Wednesday, November 23, 2005

Meme 2

Part 2 of a Series

(Wherein the Author Digresses in Plummy Alistair-Cook Tones, Hoping to Clarify a Few Concepts before Applying Them to Cases)

Evil has exactly the same sort of reality as knowledge and consciousness; it exists in that it persists over time and operates in and on the world. But when we would locate it in the world, it’s a mirage. There is something deeply primitive in the operation of evil (and its ubiquitous symbolism); it seems to arise in a sort of pre-classical aspect of consciousness, which is found nowadays among those little inclined or equipped to know themselves as individuals, but formerly among those conditioned to function half-aware within long fixed traditions and institutions. By the evidence of the texts, at least, in ancient times such people were much more inclined to locate endogenous phenomena, such as the whisperings of intuition, and other products of subconscious process, in the external world. Dreams, inspirations, emotions, intuitions, conscience, and delusion were thought produced by gods, muses, harpies, curses or demons. Gradually the collective consciousness raised itself with shared experience, sophistication of language and metaphor, and, as truly modern individual consciousness came about, myths arose depicting a phenomenon, the endogenous/exogenous confusion. Most poignant are Narcissus and Oedipus, but there are many others.

The Oedipus myth is quintessentially germane to the understanding of evil, an almost rococo depiction of the evil’s projected mirage. A brief recapitulation: When Theban King Laius consults the oracle about the children to be born to him and Queen Jocasta he is told, ‘You will have a son and then die at his hands.’ When the son, Oedipus, is born Laius condemns him to death by exposure, but a shepherd rescues him and gives him to the king of Corinth who raises him. Grown, Oedipus consults the oracle and is told to avoid his homeland, for he would murder his father and marry his mother. To avoid this fate, he exiles himself from Corinth and wanders into Thebes, where he kills an arrogant stranger at a crossroads – King Laius. Then he rescues the city by solving the bedeviling Sphinx’s riddle (‘Man is the animal that goes on four, two and three feet.’) Oedipus the hero marries the Queen – his mother. But plague besets the city; the unexpiated murder of Laius is the cause. The vainly clever Oedipus vows to find and banish the culprit. Interrogating witnesses, he does finally sleuth out the perpetrator: himself. Subsequently Jocasta hangs herself in horror: Oedipus stabs his own eyes out (literalizing his metaphorical blindness) and banishes himself as promised.
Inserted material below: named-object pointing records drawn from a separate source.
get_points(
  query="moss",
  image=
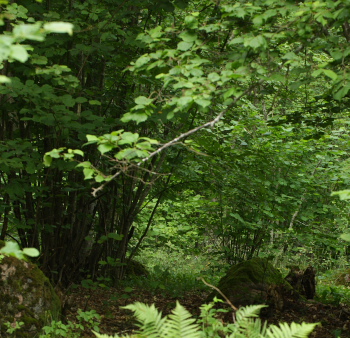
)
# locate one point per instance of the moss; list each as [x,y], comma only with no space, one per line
[251,282]
[135,268]
[28,296]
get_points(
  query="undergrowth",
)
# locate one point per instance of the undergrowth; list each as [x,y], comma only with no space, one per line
[174,272]
[181,324]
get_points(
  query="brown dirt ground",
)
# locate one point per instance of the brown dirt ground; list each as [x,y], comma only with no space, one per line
[107,303]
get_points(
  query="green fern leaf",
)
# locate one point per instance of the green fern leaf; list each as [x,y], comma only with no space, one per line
[181,324]
[293,330]
[248,312]
[151,323]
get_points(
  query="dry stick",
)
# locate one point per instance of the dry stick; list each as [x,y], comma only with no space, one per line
[175,140]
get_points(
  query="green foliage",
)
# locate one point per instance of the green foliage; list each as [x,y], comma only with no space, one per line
[12,249]
[175,272]
[88,320]
[11,46]
[181,324]
[12,329]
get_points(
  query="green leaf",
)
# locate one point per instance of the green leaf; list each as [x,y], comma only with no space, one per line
[142,100]
[32,252]
[18,53]
[137,117]
[59,27]
[255,42]
[95,102]
[343,194]
[128,138]
[88,173]
[68,100]
[47,160]
[202,102]
[92,138]
[345,237]
[4,79]
[184,45]
[115,236]
[330,74]
[188,36]
[105,147]
[214,77]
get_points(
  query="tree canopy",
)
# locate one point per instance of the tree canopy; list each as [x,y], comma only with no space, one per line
[210,125]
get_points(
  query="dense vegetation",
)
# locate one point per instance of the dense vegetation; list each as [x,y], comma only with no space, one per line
[215,129]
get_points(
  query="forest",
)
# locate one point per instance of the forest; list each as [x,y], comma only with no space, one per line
[148,146]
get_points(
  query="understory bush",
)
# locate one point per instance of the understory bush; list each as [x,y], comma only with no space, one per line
[175,272]
[181,324]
The Oedipus tale is a recursive variation on two themes: unintended consequences ushered in by preventative measures (the gods’ wickedly ironic joke woven through creation), and the blindness of objective certitude. Oedipus embodies the second theme; he sees the evil in his blighted kingdom, but he can’t see in this the operation of his own guilt. He knows the nature of “man”, but he doesn’t really know who he himself is.

Oedipus is, of course, a myth, a metaphor in psychology; the story’s metaphor is paralleled and its moral more succinctly stated in words attributed to Jesus:

Judge not that ye not be judged. For with that judgment ye judge, ye shall be judged: and with that measure ye mete, it shall be measured to you again.
And thy beholdest thou the mote that is in thy brother’s eye, but considerest not the beam that is in thine own eye?
Or how wilt thou say to thy brother, Let me pull out the mote out of thine eye; and behold, a beam is in thine own eye?
Thou hypocrite, first cast out the beam out of thine own eye; and then shalt thou see clearly to cast out the mote of thy brother’s eye.

In Oedipus and Mathew are the same tropes: the mirror-like (I’m-rubber-you’re-glue) rebounding of moral consequences, and the confusion of endogenous discontent with exogenous affront.

No educated person is particularly surprised by such projections (in others, anyway), but everybody should be aware that they often form the imprimatur of evil, which like the most elusive of subatomic quanta, we know mainly in retrospect, by the path it has described through the world. Western history is replete with, or even largely composed of, atrocities undertaken to exterminate an evil for the greater good: the Holy Wars, the Inquisition, the Hundred Years War, the Witch Hunts, the Genocidal civilizing of the heathens, the Civil War, the War to Make the World Safe for Democracy, Prohibition, the Soviet purges, the Holocaust, the Irish Troubles, the War on Drugs, Vietnam, the Killing Fields – none of these accomplished their putative ends, but they did wantonly loose untold suffering into the world by persecuting the evil du jour. Thus, over and over, evil, the unintended consequence, is promoted by the measures taken against it. Nothing then should be less surprising than evil perpetrated through a war on the Axis of Evil.